- Born: 2 March 1911 County Antrim
- Died: 6 January 2003 (aged 91)
- Allegiance: United Kingdom
- Branch: Royal Navy
- Rank: Surgeon Vice-Admiral
- Awards: Knight Commander of the Order of the British Empire, Companion of the Order of the Bath

= Eric Bradbury (Royal Navy officer) =

Surgeon Vice-Admiral Sir Eric Blackburn Bradbury (2 March 1911 – 6 January 2003) was a British Royal Navy medical officer who served as Medical Director-General of the Royal Navy Medical Service.

He was born in Maze, County Antrim, Northern Ireland and educated at the Royal Belfast Academical Institution and Queen's University Belfast. After graduating MB in 1934, he joined the Royal Navy as a Surgeon Lieutenant. From 1935 to 1936, Bradbury served in HMS Barham, Endeavour and Cumberland and at Royal Navy shore hospitals in Haslar, Chatham, Plymouth and Malta. During the Second World War, he served on HMS Charybdis and HM Hospital Ship Oxfordshire.

In 1966, Bradbury was promoted to Surgeon Rear Admiral and appointed medical officer in charge of Haslar Hospital, the Royal Navy's senior teaching hospital. He was also the commanding medical officer of Portsmouth and an honorary physician to the Queen. Bradbury was made a Companion of the Bath (CB) in the 1968 New Year Honours.

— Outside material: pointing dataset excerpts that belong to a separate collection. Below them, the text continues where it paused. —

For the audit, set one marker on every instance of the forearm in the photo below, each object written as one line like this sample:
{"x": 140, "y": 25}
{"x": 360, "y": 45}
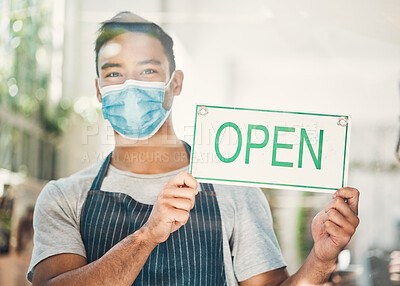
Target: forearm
{"x": 119, "y": 266}
{"x": 312, "y": 272}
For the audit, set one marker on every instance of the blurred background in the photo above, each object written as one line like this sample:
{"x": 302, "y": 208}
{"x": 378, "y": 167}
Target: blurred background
{"x": 317, "y": 56}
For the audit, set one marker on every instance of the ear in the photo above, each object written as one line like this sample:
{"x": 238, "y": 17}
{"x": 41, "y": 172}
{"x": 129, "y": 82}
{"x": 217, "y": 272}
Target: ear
{"x": 177, "y": 83}
{"x": 96, "y": 83}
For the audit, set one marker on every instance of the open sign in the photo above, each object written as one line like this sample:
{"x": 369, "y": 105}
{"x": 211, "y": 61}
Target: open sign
{"x": 274, "y": 149}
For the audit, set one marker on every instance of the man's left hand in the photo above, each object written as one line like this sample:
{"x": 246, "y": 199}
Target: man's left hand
{"x": 333, "y": 227}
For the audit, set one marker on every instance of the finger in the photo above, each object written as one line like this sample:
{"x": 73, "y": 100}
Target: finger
{"x": 339, "y": 204}
{"x": 352, "y": 196}
{"x": 394, "y": 268}
{"x": 336, "y": 232}
{"x": 182, "y": 204}
{"x": 338, "y": 219}
{"x": 179, "y": 216}
{"x": 183, "y": 179}
{"x": 175, "y": 192}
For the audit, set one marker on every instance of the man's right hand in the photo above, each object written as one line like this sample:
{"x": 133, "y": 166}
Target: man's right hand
{"x": 172, "y": 208}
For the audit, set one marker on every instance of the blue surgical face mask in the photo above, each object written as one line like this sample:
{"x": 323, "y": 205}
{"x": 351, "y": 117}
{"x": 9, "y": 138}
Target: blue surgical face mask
{"x": 134, "y": 108}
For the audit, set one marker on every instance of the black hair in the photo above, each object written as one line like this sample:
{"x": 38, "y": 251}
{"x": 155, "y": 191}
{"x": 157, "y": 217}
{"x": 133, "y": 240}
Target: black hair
{"x": 125, "y": 22}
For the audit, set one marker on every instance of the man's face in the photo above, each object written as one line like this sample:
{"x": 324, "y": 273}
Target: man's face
{"x": 136, "y": 56}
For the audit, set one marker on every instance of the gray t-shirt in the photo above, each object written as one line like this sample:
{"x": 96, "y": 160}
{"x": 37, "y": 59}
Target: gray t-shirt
{"x": 249, "y": 243}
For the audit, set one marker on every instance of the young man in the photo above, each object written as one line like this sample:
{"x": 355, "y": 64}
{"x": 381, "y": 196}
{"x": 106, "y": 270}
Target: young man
{"x": 136, "y": 219}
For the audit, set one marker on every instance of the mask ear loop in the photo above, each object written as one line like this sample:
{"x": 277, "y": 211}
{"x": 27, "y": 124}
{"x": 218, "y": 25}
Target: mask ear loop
{"x": 170, "y": 80}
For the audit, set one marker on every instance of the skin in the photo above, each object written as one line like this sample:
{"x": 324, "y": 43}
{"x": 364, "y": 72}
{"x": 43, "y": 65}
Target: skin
{"x": 141, "y": 57}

In 1969, he was appointed Medical Director of the Royal Naval Medical Service, a post he held until 1972. In 1971, Bradbury was promoted Surgeon Vice Admiral and made a Knight Commander of the British Empire in the 1971 Birthday Honours. He was admitted a Fellow of the Royal College of Surgeons in 1972.

Bradbury died in 2003 and was buried in Tunbridge Wells, Kent. He had married in 1939 Elizabeth Constance Austin, with whom he had 3 daughters.

The National Portrait Gallery has two photographic portraits of Bradbury.